Stay terse. Do not dump the whole JSON unless the user asked for it.

## Disambiguation

**Slug ambiguous.** `query.js` exit 3 with `candidates` means the fuzzy match hit more than one slug. Show the user the candidates and ask which they meant. Don't guess.

**Reference ambiguous.** "orders" could be the commerce-api `orders` reference (the merchant-facing order management API) or `shopper-orders` (the shopper-facing one). If the user's question could belong to either, list both and ask.

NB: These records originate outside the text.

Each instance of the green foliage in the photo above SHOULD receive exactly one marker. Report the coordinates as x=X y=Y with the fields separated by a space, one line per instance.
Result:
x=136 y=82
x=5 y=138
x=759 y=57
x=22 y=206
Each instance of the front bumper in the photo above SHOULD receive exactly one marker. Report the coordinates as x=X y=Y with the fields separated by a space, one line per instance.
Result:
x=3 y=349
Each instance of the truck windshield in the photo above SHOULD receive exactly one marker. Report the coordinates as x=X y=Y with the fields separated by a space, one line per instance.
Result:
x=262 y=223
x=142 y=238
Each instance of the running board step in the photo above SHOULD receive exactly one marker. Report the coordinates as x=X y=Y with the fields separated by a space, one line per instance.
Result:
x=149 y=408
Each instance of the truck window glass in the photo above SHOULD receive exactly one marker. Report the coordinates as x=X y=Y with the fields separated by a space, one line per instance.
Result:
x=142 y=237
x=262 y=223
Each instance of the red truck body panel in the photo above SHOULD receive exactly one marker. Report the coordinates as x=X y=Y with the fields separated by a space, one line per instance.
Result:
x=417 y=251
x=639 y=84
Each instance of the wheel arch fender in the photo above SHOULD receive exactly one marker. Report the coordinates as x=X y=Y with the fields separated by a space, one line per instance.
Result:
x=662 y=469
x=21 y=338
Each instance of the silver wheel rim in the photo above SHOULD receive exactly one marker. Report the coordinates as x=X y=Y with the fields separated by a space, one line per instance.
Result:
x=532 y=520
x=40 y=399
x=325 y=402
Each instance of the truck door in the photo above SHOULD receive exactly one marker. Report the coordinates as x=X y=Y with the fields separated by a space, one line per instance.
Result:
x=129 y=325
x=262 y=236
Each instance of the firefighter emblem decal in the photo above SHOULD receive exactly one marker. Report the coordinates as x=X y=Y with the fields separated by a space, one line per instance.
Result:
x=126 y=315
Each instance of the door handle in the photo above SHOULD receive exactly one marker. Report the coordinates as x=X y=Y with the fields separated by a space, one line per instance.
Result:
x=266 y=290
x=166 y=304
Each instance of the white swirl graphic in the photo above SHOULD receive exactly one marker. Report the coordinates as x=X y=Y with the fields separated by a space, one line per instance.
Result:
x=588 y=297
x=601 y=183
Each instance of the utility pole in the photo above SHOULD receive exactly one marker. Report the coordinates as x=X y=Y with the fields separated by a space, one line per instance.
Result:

Don't default silently.

**Slug is a type, not an endpoint.** Type slugs are stored as `type:<Name>` and live under `types/`. If the user asks about a shape like "Order" or "Product", they usually mean the type – query with `type:Order`. If unclear whether they want the *endpoint* `getOrders` or the *type* `Order`, ask.

**User said "Summary"** or asked for "the endpoint" without naming one. Summary.json is the reference overview, not an endpoint. Read `_index.json`, pick a verb-shaped slug (starts with `get/create/update/delete/search/list`), and confirm with the user before answering for a specific one.

## When NOT to invoke

- "Scrape this URL" / "get me all the endpoints in X" -> that's `dsc-scrape`, not this.
- Atlas books (URLs with `atlas.` and `.htm`) -> decline, same reasoning as `dsc-scrape`.
- MuleSoft docs (docs.mulesoft.com) -> decline.
- Guides, concept pages, release notes -> decline. This skill only reads the structured output of `/references/` pages.
- "Compare the response body of X and Y" -> you *can* do this by running `query.js` twice, but lean on the JSON – don't invent comparisons beyond what the files support.

## Key invariants

- **All DSC fetches go through the shared scrape library** (via `scrapeRefresh`). Never use `curl`, `WebFetch`, or any other client to read a `developer.salesforce.com` URL – not for discovery, not for verification, not for "just one quick check." The cascade in Step 1 covers every shape (`/docs/apis`, area landing, reference root, single slug) with shared TTL caching. Reaching for curl is a sign you're solving a problem the library already owns.
- Every answer cites the public DSC URL (the `url` field returned by `query.js`). The user should always be able to open it and verify.
- Never fabricate a scope, param, or response. If the file doesn't have the field the user asked about, say "the spec doesn't declare that" and point at the file.
- Default to the smallest useful `--field`. Don't dump the full endpoint JSON unless the user asked to see everything.
- Cache is per-machine, not per-project. Don't scrape into project-local paths unless the user explicitly specifies one.

## Bundled scripts

- `scripts/query.js` – resolve slug, extract field, print digest. Exit codes: 0 found, 2 reference-not-cached, 3 slug-not-found-or-ambiguous.
- `scripts/list.js` – list cached references, or list slugs within a cached reference (optional `--grep` filter).

Both scripts use only Node built-ins. No install needed.